'No supply chains are likely to be untouched by the outbreak': BMA issues members with Coronavirus briefing
The briefing is a one-page document that provides a context of the recent strain of COVID-19 alongside an overview of its impact on economic activity
The BMA has issued its members with a briefing on the Coronavirus, which states that ‘no member’s supply chains are likely to be untouched by the outbreak.’
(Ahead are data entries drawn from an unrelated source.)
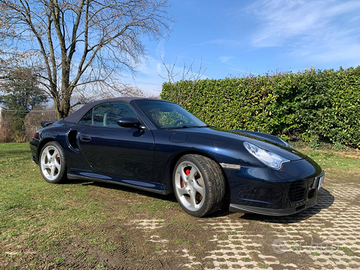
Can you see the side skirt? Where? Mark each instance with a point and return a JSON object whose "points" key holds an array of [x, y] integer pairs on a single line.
{"points": [[80, 177]]}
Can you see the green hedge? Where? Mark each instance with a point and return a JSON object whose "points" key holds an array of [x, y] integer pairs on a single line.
{"points": [[313, 105]]}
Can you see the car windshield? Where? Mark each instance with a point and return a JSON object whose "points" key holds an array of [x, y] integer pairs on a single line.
{"points": [[166, 115]]}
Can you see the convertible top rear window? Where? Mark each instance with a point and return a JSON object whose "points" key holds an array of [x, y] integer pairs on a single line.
{"points": [[165, 115]]}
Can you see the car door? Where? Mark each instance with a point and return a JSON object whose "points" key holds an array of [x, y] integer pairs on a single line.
{"points": [[125, 153]]}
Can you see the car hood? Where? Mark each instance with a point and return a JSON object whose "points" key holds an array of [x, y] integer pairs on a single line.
{"points": [[233, 139]]}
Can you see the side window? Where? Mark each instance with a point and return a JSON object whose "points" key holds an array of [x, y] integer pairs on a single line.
{"points": [[107, 114], [86, 119], [116, 111]]}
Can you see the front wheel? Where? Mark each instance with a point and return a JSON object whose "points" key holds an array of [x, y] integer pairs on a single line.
{"points": [[53, 163], [199, 185]]}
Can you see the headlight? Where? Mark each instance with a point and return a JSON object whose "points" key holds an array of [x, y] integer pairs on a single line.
{"points": [[270, 159]]}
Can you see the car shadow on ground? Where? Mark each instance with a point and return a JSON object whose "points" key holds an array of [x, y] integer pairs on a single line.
{"points": [[325, 200]]}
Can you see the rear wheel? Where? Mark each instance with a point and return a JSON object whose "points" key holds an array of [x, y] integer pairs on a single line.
{"points": [[53, 163], [199, 185]]}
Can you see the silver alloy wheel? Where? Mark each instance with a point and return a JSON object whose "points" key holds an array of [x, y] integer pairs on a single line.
{"points": [[189, 186], [50, 162]]}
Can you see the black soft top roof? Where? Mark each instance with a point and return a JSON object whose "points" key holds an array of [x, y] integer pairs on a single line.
{"points": [[76, 116]]}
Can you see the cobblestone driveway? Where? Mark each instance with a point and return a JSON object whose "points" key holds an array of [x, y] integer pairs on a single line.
{"points": [[326, 236]]}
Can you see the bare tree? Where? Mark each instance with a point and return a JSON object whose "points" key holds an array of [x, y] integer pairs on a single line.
{"points": [[176, 75], [81, 42]]}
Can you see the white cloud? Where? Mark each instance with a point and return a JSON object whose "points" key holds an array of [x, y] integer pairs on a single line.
{"points": [[322, 30], [225, 59]]}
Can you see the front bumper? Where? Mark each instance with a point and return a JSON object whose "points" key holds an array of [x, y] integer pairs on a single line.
{"points": [[265, 191]]}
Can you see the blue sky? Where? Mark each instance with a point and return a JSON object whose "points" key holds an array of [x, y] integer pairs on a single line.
{"points": [[236, 38]]}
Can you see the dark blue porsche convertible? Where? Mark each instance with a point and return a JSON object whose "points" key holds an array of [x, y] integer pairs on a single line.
{"points": [[157, 146]]}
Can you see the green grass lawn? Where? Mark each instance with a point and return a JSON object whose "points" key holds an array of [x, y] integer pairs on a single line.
{"points": [[81, 224]]}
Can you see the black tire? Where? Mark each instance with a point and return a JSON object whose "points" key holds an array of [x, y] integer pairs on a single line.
{"points": [[196, 174], [52, 163]]}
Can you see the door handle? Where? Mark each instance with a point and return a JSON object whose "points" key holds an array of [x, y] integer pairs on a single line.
{"points": [[85, 138]]}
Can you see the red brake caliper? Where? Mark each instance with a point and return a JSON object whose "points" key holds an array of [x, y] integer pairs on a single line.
{"points": [[187, 172]]}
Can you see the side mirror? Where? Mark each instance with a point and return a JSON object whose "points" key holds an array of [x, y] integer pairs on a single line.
{"points": [[129, 122]]}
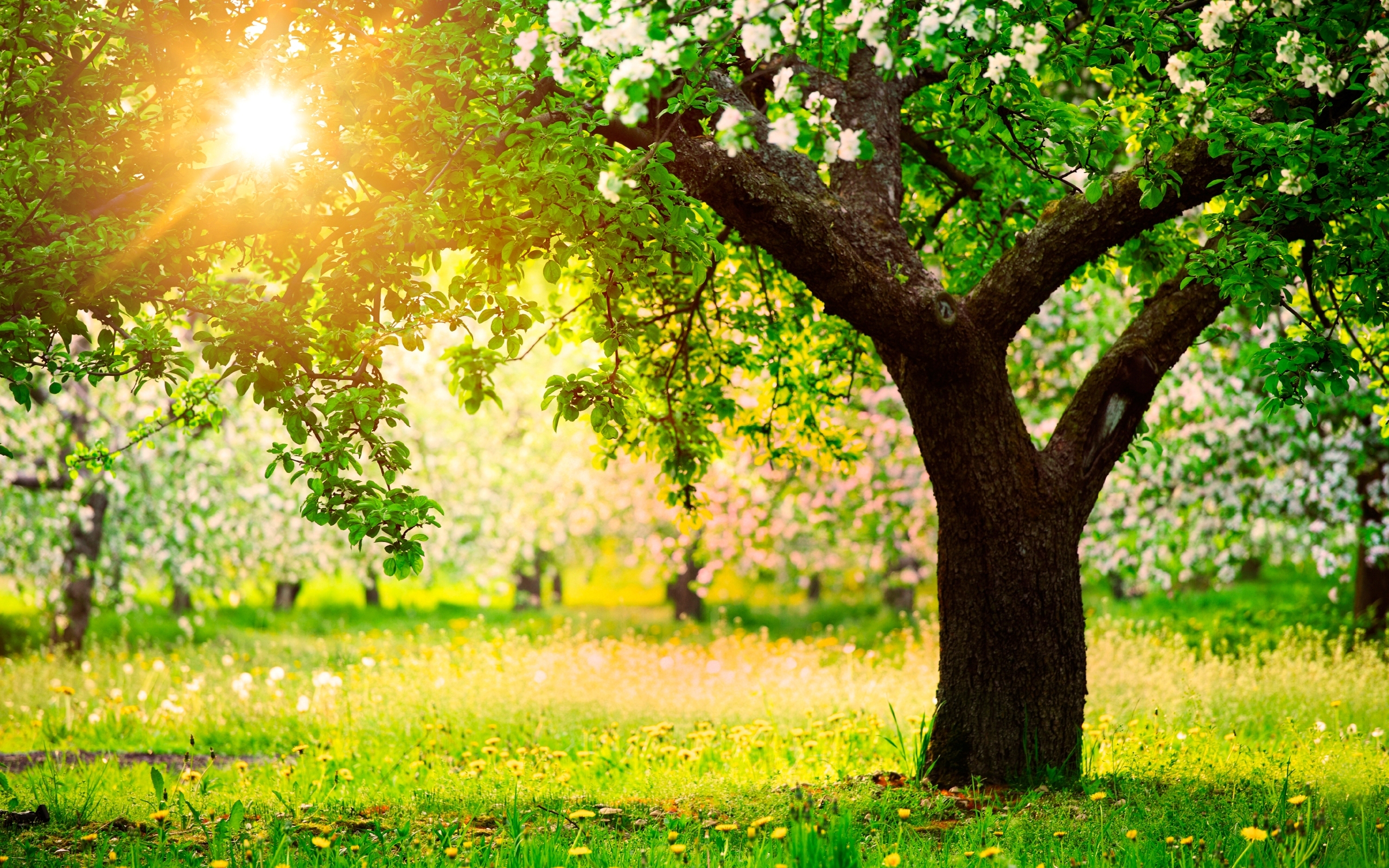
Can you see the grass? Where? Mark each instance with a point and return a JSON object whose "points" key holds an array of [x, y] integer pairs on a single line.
{"points": [[363, 739]]}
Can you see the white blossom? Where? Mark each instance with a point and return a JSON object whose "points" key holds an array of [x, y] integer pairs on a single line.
{"points": [[1214, 18], [525, 55], [784, 132]]}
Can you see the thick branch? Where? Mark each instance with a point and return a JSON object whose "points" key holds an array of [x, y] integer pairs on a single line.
{"points": [[1102, 418], [1073, 232]]}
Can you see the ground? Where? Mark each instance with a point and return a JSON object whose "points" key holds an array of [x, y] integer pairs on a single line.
{"points": [[1219, 732]]}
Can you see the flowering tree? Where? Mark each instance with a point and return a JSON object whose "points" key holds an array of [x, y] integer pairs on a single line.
{"points": [[899, 187]]}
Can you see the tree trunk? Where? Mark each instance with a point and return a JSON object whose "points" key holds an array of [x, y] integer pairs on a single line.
{"points": [[71, 624], [899, 598], [684, 591], [286, 593], [1372, 574], [182, 599], [373, 588]]}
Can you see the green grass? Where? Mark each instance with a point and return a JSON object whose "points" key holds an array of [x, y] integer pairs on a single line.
{"points": [[484, 735]]}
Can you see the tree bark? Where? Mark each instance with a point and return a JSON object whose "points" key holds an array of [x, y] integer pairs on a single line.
{"points": [[286, 593], [1372, 576], [70, 626], [182, 599], [684, 591]]}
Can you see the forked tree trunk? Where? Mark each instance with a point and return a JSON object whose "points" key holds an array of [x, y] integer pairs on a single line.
{"points": [[684, 591], [1372, 574], [286, 593]]}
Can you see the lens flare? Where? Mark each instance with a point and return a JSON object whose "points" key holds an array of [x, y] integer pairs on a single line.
{"points": [[264, 125]]}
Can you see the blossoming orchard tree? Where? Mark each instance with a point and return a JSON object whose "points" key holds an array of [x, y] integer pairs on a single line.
{"points": [[909, 182]]}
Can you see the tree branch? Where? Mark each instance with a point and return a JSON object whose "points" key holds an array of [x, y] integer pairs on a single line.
{"points": [[1073, 232]]}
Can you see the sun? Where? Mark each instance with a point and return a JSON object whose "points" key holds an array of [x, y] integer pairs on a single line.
{"points": [[264, 125]]}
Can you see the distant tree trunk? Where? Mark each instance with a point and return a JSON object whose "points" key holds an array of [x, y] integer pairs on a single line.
{"points": [[530, 578], [182, 599], [684, 591], [286, 593], [70, 627], [899, 598], [373, 588], [1372, 576]]}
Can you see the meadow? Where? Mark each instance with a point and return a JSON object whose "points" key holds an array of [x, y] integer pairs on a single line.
{"points": [[570, 741]]}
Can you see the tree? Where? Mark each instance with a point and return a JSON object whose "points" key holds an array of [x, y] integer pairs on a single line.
{"points": [[750, 200]]}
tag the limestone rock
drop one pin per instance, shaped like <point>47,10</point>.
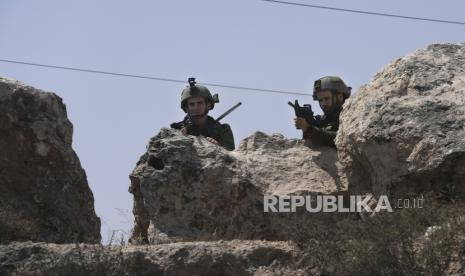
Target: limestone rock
<point>44,195</point>
<point>186,188</point>
<point>404,131</point>
<point>197,258</point>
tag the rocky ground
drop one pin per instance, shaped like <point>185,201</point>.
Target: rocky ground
<point>199,209</point>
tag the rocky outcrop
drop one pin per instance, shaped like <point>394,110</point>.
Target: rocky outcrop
<point>44,195</point>
<point>404,132</point>
<point>199,258</point>
<point>186,188</point>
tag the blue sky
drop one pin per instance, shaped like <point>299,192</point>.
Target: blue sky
<point>245,42</point>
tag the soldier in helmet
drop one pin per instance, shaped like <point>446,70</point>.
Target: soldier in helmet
<point>331,93</point>
<point>197,101</point>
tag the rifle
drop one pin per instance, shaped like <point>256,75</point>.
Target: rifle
<point>304,111</point>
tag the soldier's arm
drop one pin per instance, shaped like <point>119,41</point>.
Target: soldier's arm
<point>321,136</point>
<point>227,138</point>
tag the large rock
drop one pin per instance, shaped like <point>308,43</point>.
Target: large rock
<point>197,258</point>
<point>44,194</point>
<point>186,188</point>
<point>403,133</point>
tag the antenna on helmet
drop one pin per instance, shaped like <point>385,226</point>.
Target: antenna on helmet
<point>191,82</point>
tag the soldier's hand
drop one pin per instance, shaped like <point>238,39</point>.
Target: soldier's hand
<point>211,140</point>
<point>301,123</point>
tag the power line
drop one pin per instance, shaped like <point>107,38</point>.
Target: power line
<point>366,12</point>
<point>153,78</point>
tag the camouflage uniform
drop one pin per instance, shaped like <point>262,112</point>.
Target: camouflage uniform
<point>325,131</point>
<point>222,133</point>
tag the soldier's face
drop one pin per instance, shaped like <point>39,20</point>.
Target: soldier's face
<point>197,106</point>
<point>328,102</point>
<point>325,99</point>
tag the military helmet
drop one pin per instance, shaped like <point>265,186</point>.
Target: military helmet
<point>194,90</point>
<point>332,83</point>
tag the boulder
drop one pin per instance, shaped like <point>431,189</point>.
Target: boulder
<point>403,133</point>
<point>186,188</point>
<point>44,195</point>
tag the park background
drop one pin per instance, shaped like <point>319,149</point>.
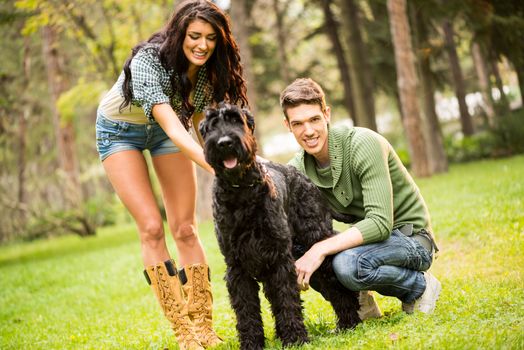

The briefing, a one-page document that provides a context of the recent strain of COVID-19 alongside an overview of its impact on economic activity, has advised members to closely monitor Government guidance on the disease, adding that ‘leading writers in supply chain risk management are advising companies to map the location of first, second and third-tier suppliers. If they are in affected areas stay in touch to monitor the situation and prepare plans for alternate sourcing.’
The briefing states that, having a marked impact on manufacturing in China and the continuity of global supply chains, at present, the ultimate impact of the epidemic is unknowable.
“Multiple factors are suggesting that the economic impact on China will be greater than SARS. Hubei province has been shut down, which was the source of the viral outbreak. This area of China, according to Nomura, accounts for 4.5% of Chinese GDP. It has been estimated that throughout the provinces, those most affected by the virus equate to a quarter of the major Chinese infrastructure projects. China’s burgeoning dependence on domestic consumption will mean a dent in its economy as restrictions on movement and transport will dent consumer spending” it reads.
“Chinese production has seen significant disruptions due to the virus outbreak. This disruption may carry through to the rest of the world due to exports and supply chains. Manufacturers that rely heavily on Chinese inputs from the most affected provinces my struggle to maintain production. Examples of companies already affected include South Korean automaker Hyundai, which has halted production after exhausting stocks of Chinese components. At present BMA members have not reported immediate problems to the association, although most are braced for disruption in supply.”
Tom Reynolds, association CEO said: “Modern global value chains mean that all sectors will be impacted by the coronavirus disruption. The bathroom industry is no exception, but we must be careful not to scaremonger. BMA has issued a briefing to our members to point them towards trusted guidance as they plan their response to the issue”.